I am learning, though, that it can be really good to just sit silently and listen. Occasionally, I will catch my impulse to speak and I will choose to remain silent instead. It has, more than once, opened up a wonderful silence into which the other person was able to enter and share their ideas.
But I still wonder if I am listening well.
I think that listening well makes us vulnerable. We are forced to recognize our own need to change. Sometimes it is our ideas that must change. Other times it is our behavior that needs to change. And still other times, it is our attitude toward that person that needs to change.
When we listen well, we hear the pain of the other person, and we identify with them in their pain. This is not an enjoyable experience. Our own pain is bad enough most of the time, how can we bear the pain of others? We can, and I believe that we must understand it as part of our vocation to do so.
One day I sat on my front porch and listened to the world around me. I listened to the loneliness of the widows I knew. I listened to the disappointment of a family down the street. I listened to the pain of a family who had lost their son when his car struck a telephone poll right down the street from my house. And (this may sound funny to you) I even listened to the pain of the squirrel that had recently been killed by a random car driving down the road.

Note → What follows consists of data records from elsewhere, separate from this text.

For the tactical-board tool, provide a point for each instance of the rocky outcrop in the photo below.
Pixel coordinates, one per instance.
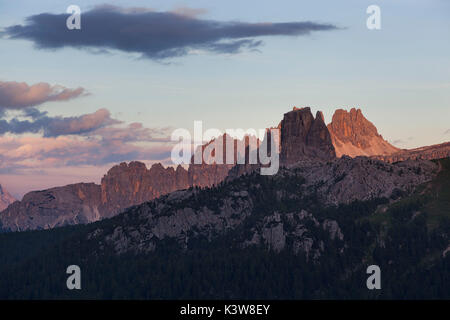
(71, 204)
(438, 151)
(252, 205)
(5, 198)
(211, 171)
(303, 136)
(129, 184)
(347, 179)
(353, 135)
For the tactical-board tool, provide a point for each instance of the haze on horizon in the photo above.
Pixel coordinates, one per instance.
(72, 106)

In this very sensitive moment, I was able to identify with the pain of the world around me. It was heartbreaking, and really a little too much for me to handle. But in that moment, I realized what it meant to listen well.
To listen is to become attentive to the world around you; to its hurts, its hopes, its joys. And ultimately, it is to be attentive to God. It is to wait; to be still until 'the other' has spoken. To do this demands time. We must lay aside our pocket calendars and take off our watches. We must put off our agendas so that we can truly be present with 'the other'. Otherwise our attention is elsewhere, and that does not respect the person with whom we find ourselves.
I realize that we live in a culture that is ruled by schedules. We have clocks, watches, calendars, and secretaries (or computer calendar programs) to remind us where to go next. Whether these things make for a better life is debatable, but I think we need to reconsider our approach to life if we can never be present where we are because we are so preoccupied with where we 'have to be' next.
I hope to become a better listener. I hope to be more attentive to the pain and joy in the world around me. I hope to be the kind of person who is attentive to the voice of God. I hope to live beyond the tyranny of the schedule so I can truly be with my wife, my parents, my brothers, my sisters, my friends, and anyone else I am with. I hope I learn to listen well.